"Star Wars Celebration" is off and running in London, giving "Star Wars" fans some exciting reveals, including a goosebump-inducing moment featuring Grand Admiral Thrawn in the "Ahsoka" trailer that could tease a legendary storyline from Timothy Zahn's "Heir to the Empire" trilogy.
Lucasfilm's Studio Showcase with major movie announcements was a large success, followed up by a panel focusing on the making of the first season of "Andor," complete with Tony Gilroy, Diego Luna and composer Nicholas Britell in attendance. "Andor" introduced a grittier, more adult version of the galaxy and, as such, the music had to reflect the seedy intrigue and more tragic aspects of the series. Britell, who also composes the music for "Succession," spoke about the need to expand upon the existing iconic themes to better serve characters that are a little more nuanced. The composer explained:
"The first conversations were really amazing in the sense of the freedom and openness to explore new sound worlds potentially. How can we be really specific to this story and these characters? What is it about this that feels a certain way?"
From the opening crawl of "A New Hope," the music of John Williams starts off at the ultimate crescendo that immediately sets the tone for an epic space adventure. For Britell and Gilroy to get the music just right in "Andor," they wound up starting at the end of the story and worked backwards from there. Instead of using Williams' brilliant blueprint and a sweeping orchestra, Britell started with the real world music that was actually on screen being played by the actual inhabitants living under the thumb of the Empire.
Beginning At The End
In the past, "Star Wars" has used on-camera, or diegetic music, in celebratory fashion, showing Ewoks beating their drums at the end of "Return of the Jedi" or a triumphant Gungan parade during the finale of "The Phantom Menace." In "Andor," one of the best examples of diegetic music was at the funeral of Cassian's mother that serves as both a fitting tribute and a call to arms. At the panel for season 1, Britell talked about using that scene to crack the code for the entire score:
"And the literal starting point was actually the on camera music because that had to be filmed and we had to figure that out before we did anything. So, the actual first piece I remember writing was the funeral band ... From that moment, I think we felt like we had a sense of how things might feel."

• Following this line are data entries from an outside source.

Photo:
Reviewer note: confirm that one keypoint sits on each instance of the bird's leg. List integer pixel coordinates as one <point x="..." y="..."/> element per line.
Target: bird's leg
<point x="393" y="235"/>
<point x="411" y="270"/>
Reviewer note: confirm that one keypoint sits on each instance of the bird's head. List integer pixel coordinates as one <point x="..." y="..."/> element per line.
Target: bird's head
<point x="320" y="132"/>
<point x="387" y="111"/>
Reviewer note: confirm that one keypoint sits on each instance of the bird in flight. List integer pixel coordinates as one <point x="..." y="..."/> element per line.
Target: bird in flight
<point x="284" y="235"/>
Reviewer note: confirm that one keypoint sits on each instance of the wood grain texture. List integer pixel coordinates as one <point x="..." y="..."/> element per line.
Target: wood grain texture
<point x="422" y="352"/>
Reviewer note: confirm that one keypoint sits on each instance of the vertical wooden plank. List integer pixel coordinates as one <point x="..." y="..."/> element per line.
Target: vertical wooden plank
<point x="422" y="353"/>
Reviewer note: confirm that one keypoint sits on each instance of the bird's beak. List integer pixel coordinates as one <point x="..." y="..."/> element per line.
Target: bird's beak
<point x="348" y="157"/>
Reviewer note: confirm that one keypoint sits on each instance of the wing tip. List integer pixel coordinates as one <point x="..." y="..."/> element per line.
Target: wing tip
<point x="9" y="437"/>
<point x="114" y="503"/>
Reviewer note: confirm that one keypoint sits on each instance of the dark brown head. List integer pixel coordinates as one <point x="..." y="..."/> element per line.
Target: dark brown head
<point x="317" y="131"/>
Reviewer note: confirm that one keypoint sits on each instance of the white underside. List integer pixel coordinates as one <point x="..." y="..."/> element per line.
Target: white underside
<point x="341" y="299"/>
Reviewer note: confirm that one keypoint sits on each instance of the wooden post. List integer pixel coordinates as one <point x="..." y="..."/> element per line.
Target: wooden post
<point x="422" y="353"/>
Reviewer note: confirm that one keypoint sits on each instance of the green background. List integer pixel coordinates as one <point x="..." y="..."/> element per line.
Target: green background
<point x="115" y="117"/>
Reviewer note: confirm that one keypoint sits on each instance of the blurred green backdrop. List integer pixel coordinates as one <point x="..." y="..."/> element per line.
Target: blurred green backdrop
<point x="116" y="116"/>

Starting from a darker place like Marva's funeral allowed "Andor" to find its footing and gave Britell a real sense of how to compose the rest of the score:
"I think the really exciting thing was creating an architecture for saying to ourselves, 'Oh, if this is how we can feel in episode 12, how can we then map it back to episode one?' So there's this constant thread through the whole thing. For me, with 'Andor,' I think with everyone here, there was this constant sense of how everything connects and how everything ties together. As a composer, I think that was really inspiring for me."
'The Elephant In The Room'
As a composer stepping into the "Star Wars" universe, it has to be incredibly daunting to pave your own way within the same musical realm as the original trilogy. Tony Gilroy chimed in about moving slightly away from the compositions that have become such a part of our cinematic language:
"The elephant in the room is John Williams. There's this huge, gigantic brilliant vocabulary that's already, this grammar that's already been described. And we're going to upend that, and boy oh boy, we better have a good answer for what we're doing."
The music in "Andor" had to walk a tough line by trying to do something different while still staying true to what's come before. "Our music really needs to be... it can never be cynical, it always has to be legit, and it has to feel like it belongs in 'Star Wars,'" said Gilroy. Scoring the entire series became much more laborious than Gilroy and Britell could have possibly imagined. In fact, all of season 1 contains "about seven and a half hours of music," according to the musician. "So it felt like we were making movie after movie after movie, actually."
Everything seemed to click into place during that episode 12 funeral scene, with Britell revealing that the "Andor" theme was "initially written for the funeral" and then repurposed. He also referenced the moment when Cassian finds out his mother has passed away and how delicately they waited to bring in the score. "We didn't have the music come in right away. We actually wanted him to feel so alone the music isn't even present, and you're just hearing the wind kind of go by."
Gilroy reiterated again that season 2 will go directly into the beginning of "Rogue One" just before the first footage was revealed to close out the panel, and we can't wait to hear the music they come up with next.